Sono 21 i Paesi su 32 che aderiscono all’AEA che sostengono già iniziative di economia circolare, utilizzando strumenti normativi e di mercato, principalmente per il riciclaggio, il recupero energetico e la gestione dei rifiuti, mentre l’eco-design, il consumo e il riutilizzo sono in genere attuati tramite strumenti politici più morbidi, come campagne di informazione e di etichettatura.

 Produzione di rifiuti da attività economiche per tipologie nell'Ue + Norvegia al 2016 (Fonte: Eurostat, 2019) 

Il nuovo Rapporto rileva inoltre che il monitoraggio dei progressi nell’economia circolare richiede ulteriori investimenti. Molti dati pertinenti – ad esempio, sulla fase di produzione e consumo dei cicli di vita dei prodotti – non sono disponibili nei sistemi di informazione consolidati, comprese le statistiche nazionali. 

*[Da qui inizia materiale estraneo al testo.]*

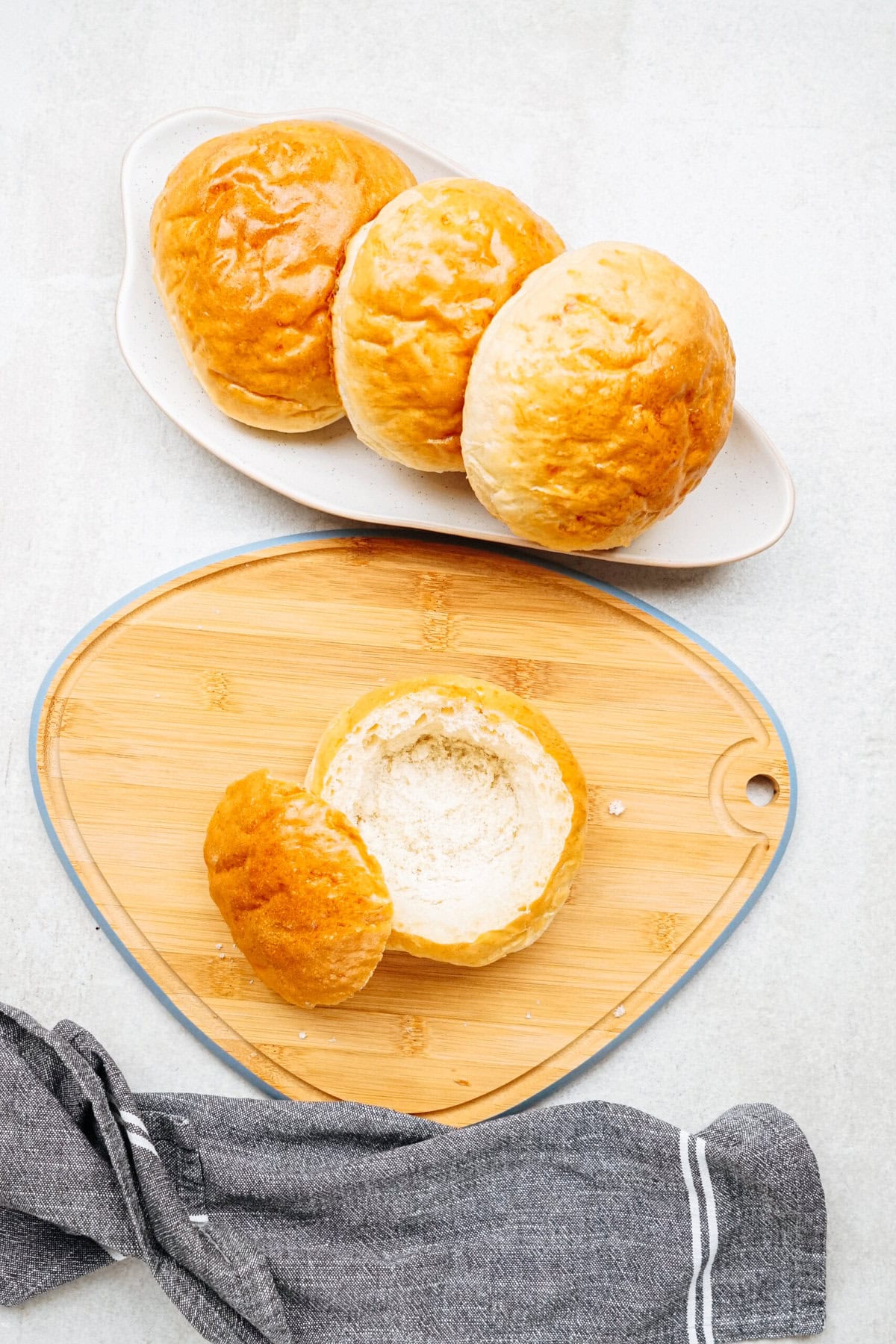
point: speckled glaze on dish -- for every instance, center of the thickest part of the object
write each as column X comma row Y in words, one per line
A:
column 743, row 505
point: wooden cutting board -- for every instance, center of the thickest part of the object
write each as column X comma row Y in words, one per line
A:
column 242, row 662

Infine viene ulteriormente ribadito che le politiche e le iniziative dell’economia circolare richiedono una migliore integrazione con le politiche sulla bioeconomia e sul clima.

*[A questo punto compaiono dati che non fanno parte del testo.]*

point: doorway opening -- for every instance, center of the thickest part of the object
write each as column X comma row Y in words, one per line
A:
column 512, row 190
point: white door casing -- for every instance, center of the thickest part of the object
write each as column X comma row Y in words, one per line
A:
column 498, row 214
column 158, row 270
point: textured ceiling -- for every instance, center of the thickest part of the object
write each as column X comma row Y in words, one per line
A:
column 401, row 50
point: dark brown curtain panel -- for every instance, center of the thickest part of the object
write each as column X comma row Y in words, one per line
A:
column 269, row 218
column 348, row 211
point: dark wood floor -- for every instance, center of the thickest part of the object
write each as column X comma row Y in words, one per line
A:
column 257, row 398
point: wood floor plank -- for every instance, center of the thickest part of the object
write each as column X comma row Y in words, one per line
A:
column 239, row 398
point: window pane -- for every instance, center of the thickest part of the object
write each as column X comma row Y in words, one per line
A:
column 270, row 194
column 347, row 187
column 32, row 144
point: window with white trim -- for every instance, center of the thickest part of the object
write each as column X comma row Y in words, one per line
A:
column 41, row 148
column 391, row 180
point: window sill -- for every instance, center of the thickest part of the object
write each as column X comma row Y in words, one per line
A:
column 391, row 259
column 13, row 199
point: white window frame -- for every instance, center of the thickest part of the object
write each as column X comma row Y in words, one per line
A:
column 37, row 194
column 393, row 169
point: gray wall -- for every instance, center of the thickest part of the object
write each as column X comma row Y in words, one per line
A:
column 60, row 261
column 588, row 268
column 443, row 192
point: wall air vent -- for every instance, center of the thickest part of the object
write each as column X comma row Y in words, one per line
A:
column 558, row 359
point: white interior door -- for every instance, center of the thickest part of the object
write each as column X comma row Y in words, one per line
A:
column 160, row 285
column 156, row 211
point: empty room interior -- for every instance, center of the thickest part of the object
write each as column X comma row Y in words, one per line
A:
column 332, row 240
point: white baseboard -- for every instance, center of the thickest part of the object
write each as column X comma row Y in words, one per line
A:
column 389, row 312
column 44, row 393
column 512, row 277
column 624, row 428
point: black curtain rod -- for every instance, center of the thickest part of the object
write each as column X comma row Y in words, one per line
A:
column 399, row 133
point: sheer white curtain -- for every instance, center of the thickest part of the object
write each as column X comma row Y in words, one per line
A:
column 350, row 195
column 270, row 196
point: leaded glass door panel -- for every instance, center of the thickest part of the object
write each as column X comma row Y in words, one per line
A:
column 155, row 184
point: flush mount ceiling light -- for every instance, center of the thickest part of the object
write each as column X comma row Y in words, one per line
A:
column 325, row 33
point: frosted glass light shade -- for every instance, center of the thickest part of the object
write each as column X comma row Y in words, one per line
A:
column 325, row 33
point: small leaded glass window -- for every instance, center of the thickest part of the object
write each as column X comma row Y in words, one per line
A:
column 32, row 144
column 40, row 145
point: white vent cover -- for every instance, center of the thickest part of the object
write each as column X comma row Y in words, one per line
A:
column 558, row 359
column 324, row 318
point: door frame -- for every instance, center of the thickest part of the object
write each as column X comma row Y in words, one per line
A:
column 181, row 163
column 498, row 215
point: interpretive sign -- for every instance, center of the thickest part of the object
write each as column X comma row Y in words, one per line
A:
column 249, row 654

Questo è il 4° Rapporto sull’economia circolare a sostegno della definizione, attuazione e valutazione della politica europea di economia circolare da una prospettiva ambientale. I 3 precedenti Rapporti hanno applicato un approccio sistemico alla definizione di un’economia circolare e ai relativi prodotti.

Nel primo, “Circular economy in Europe. Developing the Knowledge base“, pubblicato nel gennaio 2016, oltre a richiamare l’attenzione sui considerevoli benefici economici ed ambientali derivanti dall’adozione in Europa di un’economia circolare, con la riduzione della forte dipendenza del continente dalle importazioni di materie prime, erano state evidenziate le aree in cui è necessario porre maggior attenzione da parte del mondo della ricerca e della politica, onde trasformare il concetto di economia circolare in situazioni concrete.

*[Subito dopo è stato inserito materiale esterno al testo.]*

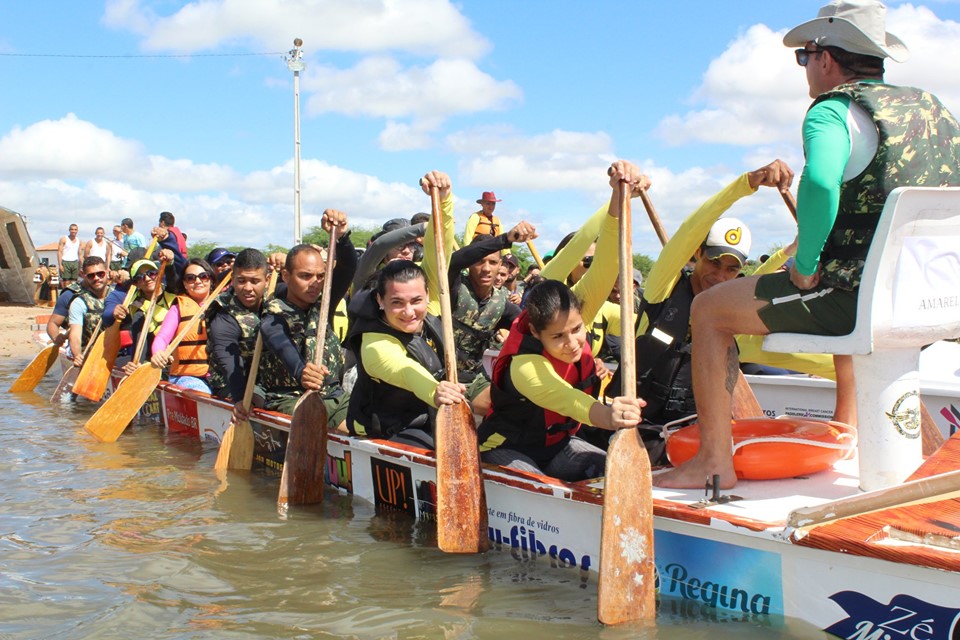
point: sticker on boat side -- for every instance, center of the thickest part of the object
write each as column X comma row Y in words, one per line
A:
column 392, row 486
column 903, row 617
column 721, row 575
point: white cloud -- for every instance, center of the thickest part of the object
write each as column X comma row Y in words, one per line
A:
column 554, row 160
column 423, row 27
column 67, row 146
column 381, row 87
column 70, row 170
column 754, row 93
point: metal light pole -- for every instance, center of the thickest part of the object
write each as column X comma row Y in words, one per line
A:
column 295, row 63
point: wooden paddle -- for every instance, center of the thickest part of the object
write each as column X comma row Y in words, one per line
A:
column 112, row 418
column 930, row 434
column 626, row 589
column 236, row 448
column 30, row 377
column 745, row 404
column 69, row 377
column 535, row 253
column 944, row 486
column 92, row 380
column 303, row 465
column 461, row 501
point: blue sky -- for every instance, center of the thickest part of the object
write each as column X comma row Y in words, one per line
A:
column 529, row 99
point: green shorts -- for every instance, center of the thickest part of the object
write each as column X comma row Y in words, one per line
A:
column 69, row 270
column 823, row 311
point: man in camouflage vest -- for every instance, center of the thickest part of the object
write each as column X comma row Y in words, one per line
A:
column 233, row 322
column 480, row 309
column 86, row 308
column 862, row 139
column 289, row 328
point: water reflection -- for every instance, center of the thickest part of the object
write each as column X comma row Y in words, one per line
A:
column 140, row 538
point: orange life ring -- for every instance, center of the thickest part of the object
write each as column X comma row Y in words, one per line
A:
column 771, row 449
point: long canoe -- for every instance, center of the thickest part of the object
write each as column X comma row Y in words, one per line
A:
column 896, row 570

Il secondo, “Circuar by design. Products in the circular economy“, pubblicato nel giugno 2017, affrontava specificamente cosa guida la progettazione industriale e come i trend emergenti di produzione e consumo possano favorire o ostacolare un uso dei materiali più circolare e più efficienti, sottolineando la necessità di una migliore conoscenza delle relazioni tra i prodotti, il loro modello imprenditoriale sotteso e il comportamento dei consumatori.

Il terzo,“The Circular Economy and the Bioeconomy. Partners in Sustainability”, preso atto che il programma UE per l’economia circolare (Circular Economy Action Plan – 2015) e quello per la bioeconomia (Bioeconomy Strategy – 2012) hanno obiettivi e aree di intervento simili, in particolare nella progettazione di prodotti e infrastrutture e nella collaborazione lungo tutta la catena del valore, sottolinea che un approccio circolare basato sulla bioeconomia potrebbe aiutare a mantenere il valore dei materiali e la funzionalità per un tempo più lungo, oltre che a evitare sprechi di biorifiuti non riciclati.